In the last month, the BBC in London has shown two bits of television that have captured the world's attention. There is a lavish filmic version of King Lear – arguably Shakespeare's greatest play – with Anthony Hopkins in the title role; and A Very English Scandal, in which Hugh Grant apparently gives the performance of his life as Jeremy Thorpe, the Liberal leader who found himself up to his neck in the most deadly things because of his homosexuality.

The BBC's head publicist in Australia says there are no immediate plans to show either of these programs here – surely huge highlights for anyone interested in drama in this country. It's enough to make you wonder why anyone bothers with pay-TV in its British aspect when we are treated like such a dismissible dominion.

Anthony Hopkins as King Lear.

Photo: BBC

Anthony Hopkins' Lear and Hugh Grant's Thorpe should be such obvious big-event television that BBC First should rush to show them, pretty much simultaneously, or with minimum delay, in the same way The Handmaid's Tale or Game of Thrones are aired.

Let's stick for the moment with King Lear, which I have seen (it aired in Britain on May 28). Hopkins with his manifestly big-time equipment has all the qualifications to be a notable Lear: the grandeur of the voice, the ability to convey menace and poignancy in equal measure.

The power is there in the television adaptation, directed by Richard Eyre, former head of Britain's National Theatre, who made films such as Scandal with Judi Dench and Cate Blanchett (and sometimes looks more of a stage than a film natural).

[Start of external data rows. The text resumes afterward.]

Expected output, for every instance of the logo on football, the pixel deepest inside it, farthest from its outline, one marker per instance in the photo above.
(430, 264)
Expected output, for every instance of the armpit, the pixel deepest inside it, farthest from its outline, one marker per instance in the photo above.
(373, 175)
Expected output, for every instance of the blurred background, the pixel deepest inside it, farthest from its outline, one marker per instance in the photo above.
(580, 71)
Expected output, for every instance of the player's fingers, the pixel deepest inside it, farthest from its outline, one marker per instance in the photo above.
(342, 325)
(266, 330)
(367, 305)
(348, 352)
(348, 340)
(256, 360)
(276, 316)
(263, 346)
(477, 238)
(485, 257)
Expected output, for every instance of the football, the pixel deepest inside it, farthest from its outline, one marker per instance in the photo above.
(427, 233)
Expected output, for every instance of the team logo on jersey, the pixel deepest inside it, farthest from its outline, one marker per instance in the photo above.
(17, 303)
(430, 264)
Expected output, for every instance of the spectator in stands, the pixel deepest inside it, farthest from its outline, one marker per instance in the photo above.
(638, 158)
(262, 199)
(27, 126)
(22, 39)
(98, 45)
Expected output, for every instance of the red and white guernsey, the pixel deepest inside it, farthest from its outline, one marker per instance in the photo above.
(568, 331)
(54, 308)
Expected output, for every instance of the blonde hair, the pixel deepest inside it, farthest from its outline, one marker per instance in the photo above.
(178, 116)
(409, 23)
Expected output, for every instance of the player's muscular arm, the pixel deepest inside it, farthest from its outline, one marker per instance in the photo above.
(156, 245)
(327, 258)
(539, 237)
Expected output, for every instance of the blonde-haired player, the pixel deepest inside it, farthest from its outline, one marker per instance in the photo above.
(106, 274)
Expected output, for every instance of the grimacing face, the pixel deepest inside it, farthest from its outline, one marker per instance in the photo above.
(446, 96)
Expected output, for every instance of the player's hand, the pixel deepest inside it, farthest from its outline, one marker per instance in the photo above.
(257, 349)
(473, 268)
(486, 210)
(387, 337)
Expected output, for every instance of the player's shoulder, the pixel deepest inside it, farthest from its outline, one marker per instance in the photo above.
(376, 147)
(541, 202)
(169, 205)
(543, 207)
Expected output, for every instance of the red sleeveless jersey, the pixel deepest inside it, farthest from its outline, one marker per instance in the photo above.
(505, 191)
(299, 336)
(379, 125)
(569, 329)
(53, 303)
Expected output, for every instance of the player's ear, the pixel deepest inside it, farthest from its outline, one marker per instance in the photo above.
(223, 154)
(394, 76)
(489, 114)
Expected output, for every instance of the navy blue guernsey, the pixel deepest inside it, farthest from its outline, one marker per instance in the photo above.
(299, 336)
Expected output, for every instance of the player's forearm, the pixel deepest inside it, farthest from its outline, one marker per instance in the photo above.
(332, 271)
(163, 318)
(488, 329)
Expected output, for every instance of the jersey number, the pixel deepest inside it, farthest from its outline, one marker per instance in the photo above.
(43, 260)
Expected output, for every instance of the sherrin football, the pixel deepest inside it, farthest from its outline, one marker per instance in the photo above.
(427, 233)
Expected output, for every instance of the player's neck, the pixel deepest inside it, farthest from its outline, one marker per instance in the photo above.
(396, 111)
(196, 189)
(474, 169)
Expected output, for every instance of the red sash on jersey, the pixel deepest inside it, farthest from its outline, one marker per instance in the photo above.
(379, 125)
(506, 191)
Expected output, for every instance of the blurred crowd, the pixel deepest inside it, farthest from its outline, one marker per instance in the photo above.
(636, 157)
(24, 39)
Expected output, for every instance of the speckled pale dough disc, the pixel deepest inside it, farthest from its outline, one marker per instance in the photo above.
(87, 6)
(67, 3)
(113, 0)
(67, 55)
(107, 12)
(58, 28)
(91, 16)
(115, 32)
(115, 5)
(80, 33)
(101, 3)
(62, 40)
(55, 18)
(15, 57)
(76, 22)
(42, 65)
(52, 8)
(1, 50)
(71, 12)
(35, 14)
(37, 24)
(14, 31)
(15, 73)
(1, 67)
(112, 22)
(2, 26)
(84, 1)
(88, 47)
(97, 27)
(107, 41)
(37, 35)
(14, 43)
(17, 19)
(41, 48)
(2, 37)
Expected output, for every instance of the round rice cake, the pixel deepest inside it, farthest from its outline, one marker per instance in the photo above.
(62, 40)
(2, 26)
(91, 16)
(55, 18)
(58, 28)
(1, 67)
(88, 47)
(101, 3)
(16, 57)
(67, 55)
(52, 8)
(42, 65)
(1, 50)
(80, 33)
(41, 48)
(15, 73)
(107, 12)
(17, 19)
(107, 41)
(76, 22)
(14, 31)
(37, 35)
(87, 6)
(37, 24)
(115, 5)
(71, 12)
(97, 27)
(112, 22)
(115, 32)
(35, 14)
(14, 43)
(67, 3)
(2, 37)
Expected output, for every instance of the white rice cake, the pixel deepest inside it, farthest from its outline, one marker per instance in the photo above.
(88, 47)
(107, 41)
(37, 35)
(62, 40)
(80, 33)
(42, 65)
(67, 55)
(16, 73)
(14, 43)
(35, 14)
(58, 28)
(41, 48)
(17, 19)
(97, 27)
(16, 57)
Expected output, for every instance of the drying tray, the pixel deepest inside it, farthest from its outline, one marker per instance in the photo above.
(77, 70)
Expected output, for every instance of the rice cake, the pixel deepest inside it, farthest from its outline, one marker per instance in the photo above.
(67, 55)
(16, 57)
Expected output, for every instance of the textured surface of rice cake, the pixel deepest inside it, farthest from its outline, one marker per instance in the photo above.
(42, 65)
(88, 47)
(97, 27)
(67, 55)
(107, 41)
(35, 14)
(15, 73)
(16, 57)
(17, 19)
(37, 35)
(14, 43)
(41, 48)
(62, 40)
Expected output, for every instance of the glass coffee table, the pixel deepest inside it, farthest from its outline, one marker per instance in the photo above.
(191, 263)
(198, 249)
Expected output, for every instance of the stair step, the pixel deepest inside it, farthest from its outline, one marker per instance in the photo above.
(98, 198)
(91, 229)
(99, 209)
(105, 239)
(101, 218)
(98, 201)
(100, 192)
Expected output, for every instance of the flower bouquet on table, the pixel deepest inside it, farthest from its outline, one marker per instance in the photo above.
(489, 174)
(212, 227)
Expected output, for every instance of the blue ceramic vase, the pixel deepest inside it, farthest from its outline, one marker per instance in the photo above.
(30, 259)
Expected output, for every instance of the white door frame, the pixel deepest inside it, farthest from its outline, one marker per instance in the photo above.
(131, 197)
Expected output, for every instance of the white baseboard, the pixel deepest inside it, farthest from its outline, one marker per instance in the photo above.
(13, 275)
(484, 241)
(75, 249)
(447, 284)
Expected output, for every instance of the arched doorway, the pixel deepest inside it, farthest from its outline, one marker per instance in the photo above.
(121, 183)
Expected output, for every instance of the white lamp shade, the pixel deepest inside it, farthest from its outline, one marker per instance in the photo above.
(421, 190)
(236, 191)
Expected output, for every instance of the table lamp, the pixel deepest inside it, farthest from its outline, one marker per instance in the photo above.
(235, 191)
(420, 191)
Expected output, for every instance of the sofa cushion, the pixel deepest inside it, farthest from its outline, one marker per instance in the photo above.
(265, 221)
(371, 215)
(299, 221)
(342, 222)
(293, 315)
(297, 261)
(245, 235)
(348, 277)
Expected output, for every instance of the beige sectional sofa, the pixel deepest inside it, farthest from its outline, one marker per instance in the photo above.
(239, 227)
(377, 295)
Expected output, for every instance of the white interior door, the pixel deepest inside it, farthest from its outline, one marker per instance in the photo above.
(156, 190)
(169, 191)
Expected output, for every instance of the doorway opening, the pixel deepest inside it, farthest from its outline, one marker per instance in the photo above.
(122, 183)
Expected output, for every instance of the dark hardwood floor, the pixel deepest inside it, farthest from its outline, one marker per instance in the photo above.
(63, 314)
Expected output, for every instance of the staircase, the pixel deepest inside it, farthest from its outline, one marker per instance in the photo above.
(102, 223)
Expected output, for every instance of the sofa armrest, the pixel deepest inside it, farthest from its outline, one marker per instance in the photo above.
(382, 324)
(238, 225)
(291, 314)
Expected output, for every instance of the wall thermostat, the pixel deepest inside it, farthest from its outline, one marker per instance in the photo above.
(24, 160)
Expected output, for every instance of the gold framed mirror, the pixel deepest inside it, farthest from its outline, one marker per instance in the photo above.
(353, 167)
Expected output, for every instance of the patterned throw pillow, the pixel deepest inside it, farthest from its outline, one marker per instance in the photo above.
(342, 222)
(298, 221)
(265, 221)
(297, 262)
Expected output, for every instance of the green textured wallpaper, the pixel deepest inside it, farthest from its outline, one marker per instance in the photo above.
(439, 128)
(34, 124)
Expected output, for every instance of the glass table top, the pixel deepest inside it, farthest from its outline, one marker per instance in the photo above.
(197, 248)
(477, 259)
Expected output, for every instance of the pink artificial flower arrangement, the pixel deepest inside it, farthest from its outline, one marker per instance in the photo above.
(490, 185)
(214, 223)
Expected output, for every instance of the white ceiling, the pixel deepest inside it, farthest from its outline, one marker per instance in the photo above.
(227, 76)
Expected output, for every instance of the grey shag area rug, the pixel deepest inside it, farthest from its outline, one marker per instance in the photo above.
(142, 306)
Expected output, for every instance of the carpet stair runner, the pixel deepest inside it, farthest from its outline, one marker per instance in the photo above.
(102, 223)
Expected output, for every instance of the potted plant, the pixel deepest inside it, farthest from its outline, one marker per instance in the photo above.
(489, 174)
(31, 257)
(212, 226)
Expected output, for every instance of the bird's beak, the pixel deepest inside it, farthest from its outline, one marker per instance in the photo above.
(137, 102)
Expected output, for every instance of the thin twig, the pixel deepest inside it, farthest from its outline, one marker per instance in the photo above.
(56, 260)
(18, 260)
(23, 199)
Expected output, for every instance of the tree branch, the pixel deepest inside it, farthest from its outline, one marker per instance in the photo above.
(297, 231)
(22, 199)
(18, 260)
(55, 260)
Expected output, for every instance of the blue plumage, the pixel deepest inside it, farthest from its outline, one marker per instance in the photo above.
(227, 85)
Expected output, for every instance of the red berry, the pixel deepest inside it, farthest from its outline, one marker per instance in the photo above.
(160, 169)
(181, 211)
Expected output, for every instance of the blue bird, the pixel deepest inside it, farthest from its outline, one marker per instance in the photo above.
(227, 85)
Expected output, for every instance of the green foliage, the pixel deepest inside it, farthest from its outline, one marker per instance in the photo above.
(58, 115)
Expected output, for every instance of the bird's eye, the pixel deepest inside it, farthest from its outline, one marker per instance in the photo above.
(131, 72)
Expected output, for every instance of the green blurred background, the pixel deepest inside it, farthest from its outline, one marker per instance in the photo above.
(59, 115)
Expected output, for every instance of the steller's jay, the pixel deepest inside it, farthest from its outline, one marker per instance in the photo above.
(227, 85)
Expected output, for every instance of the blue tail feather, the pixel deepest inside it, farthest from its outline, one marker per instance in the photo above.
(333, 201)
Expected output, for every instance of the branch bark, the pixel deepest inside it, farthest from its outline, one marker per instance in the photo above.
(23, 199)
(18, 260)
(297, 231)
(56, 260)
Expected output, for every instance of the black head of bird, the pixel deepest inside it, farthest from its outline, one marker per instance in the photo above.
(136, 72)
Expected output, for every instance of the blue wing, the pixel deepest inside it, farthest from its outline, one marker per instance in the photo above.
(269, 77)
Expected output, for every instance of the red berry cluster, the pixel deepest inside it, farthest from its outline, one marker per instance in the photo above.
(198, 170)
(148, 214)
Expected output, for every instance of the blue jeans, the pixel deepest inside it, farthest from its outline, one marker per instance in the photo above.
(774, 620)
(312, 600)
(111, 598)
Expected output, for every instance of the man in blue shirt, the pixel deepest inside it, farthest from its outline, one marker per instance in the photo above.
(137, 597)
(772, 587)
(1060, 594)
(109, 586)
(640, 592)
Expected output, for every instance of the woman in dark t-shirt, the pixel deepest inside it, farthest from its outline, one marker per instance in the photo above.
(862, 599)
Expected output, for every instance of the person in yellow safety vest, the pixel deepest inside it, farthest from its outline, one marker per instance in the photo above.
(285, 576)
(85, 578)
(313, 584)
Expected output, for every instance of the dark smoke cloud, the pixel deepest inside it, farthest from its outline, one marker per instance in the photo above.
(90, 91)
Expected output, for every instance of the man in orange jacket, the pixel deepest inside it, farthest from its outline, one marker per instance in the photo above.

Despite that, this Lear is very mobile and arresting. Yes, it makes a ramshackle shopping mall into the heath (a bit of a gimmick) and has a rather lacklustre Edmund (John Macmillan) but Emma Thompson – created a Dame in the Queen's Birthday honours this year – is a superb and plausible Goneril. Jim Broadbent as Gloucester and Jim Carter (the butler from Downton Abbey) are better than their high-recognition casting would suggest.

The play is cut to a very tight two hours but you scarcely miss a line and the overall effect is riveting.

Aspects of Hopkins' characterisation admittedly seem to have gone walkabout. The idea of delivering the "Howl" (the supreme moment of tragic excruciation) as a series of affectless monosyllables is a Brechtian alienation effect too far and it's not saved by the floodgates that open in the final outpouring of feeling.

But that's not the point.

Lovers of drama will want to judge this performance for themselves. Hopkins is the classical actor who in the last 40 years has gone furthest into the lion's mouth of Hollywood and this Lear is very ambitiously packaged by Colin Callender, the man who taught HBO the lessons of longf-orm television from the BBC. It is so watchable the kids will be able to look at it – and ponder for themselves the mystery of the man who loses his wits through his love of daughters, good and bad.

It may not be as good as the great Paul Scofield Lear of 1971, directed by Peter Brook and shot in Ingmar Bergman-style black and white by the great Sven Nykvist – but it's more biddable.

The idea of that Australian audiences are denied the chance to watch it, or having it indefinitely postponed, shows contempt.

[This King Lear] is so watchable the kids will be able to look at it.

The same is true of A Very English Scandal (which screened in Britain in three parts between May 20 and June 3) in which Grant plays the politician who came undone over the boys, and which yields a performance so powerful and so credible that the journalist Charles Moore (Margaret Thatcher's biographer who, as a young man, knew Thorpe) says the resemblance is uncanny.

Grant has always been an underrated actor because he has the rapid lightness of a great high comedian like Rex Harrison. Many Brits are saying he captures the ferocious arrogance and a sense of entitlement that even awed the scrubbers at Eton.

Apparently A Very English Scandal, with its dark, true-crime thriller plot, is a winner.

The question, though, is when will Australia – one of most abiding and significant markets for British television in the world – find out for itself.